Ever since the UK government has been fighting with the problem of drone misuse, new laws have been passed carrying out drone registration for hobbyists. In contrast, airports across the nation have upgraded their security systems.
Now, DJI’s AeroScope system has been formally included in the UK’s Centre for the Safety of Nationwide Infrastructure (CPNI) Catalogue of Safety Tools. CPNI works to determine dangers to and scale back the vulnerability of infrastructure, together with airports.
AeroScope is a situational awareness tool that may be easily deployed at sensitive areas to detect and follow nearby DJI drones and the location of their pilots.

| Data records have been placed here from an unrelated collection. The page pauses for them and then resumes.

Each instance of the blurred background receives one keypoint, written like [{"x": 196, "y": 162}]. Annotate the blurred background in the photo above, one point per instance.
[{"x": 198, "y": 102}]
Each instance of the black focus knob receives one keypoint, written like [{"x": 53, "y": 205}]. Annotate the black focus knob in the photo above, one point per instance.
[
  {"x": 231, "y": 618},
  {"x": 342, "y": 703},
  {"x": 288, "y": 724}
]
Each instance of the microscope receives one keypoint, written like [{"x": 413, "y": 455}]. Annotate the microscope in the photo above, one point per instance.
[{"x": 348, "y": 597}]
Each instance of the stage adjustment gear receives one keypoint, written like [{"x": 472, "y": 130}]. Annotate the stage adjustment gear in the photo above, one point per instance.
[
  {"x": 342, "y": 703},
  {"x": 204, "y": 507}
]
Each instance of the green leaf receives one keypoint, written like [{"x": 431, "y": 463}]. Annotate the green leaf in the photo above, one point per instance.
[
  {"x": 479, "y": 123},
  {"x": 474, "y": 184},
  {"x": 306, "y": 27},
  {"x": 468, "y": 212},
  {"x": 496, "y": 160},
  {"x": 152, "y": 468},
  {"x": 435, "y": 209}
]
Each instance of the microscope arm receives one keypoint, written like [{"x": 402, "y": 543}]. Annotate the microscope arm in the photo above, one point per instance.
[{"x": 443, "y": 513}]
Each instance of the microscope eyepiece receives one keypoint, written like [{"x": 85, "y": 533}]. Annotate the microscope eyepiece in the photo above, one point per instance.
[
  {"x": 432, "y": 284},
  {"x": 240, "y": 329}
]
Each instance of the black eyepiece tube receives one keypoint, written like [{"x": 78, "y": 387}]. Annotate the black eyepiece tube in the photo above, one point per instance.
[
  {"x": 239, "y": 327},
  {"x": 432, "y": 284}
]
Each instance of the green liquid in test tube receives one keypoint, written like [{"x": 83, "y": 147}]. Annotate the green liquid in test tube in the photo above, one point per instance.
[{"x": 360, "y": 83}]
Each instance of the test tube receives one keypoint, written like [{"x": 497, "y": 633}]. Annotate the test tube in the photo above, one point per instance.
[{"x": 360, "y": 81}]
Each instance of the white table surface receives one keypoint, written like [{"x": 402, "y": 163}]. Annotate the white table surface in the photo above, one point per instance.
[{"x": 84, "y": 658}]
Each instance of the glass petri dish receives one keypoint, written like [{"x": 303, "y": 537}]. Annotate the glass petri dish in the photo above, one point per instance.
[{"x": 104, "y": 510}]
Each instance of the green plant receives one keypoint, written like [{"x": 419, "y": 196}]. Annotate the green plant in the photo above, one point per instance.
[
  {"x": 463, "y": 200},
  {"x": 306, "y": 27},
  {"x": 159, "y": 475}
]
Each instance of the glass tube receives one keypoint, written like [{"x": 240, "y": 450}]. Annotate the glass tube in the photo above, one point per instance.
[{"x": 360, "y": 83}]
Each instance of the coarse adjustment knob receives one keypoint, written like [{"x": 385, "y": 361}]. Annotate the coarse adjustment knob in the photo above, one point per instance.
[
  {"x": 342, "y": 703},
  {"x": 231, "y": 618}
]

The program was tested successfully under the CPNI Counter Unmanned Aerial Systems Detect, Track and Identify Testing and Evaluation Standard. Consequently, it will be included in the CPNI’s recommended security equipment catalog.
AeroScope is focused on hobbyists and works on the presumption that people will follow the rules – each with regards to registration and no-fly zones. Consequently, it’s not intended to be deployed against drone pilots with wicked purposes.
AeroScope shows DJI’s best efforts to find a middle ground between authorities’ must identify drones and pilots’ right to fly without pervasive surveillance.
It works with all present versions of DJI drones and transmits through a current communications protocol, so there’s no requirement for new on-board equipment or changes.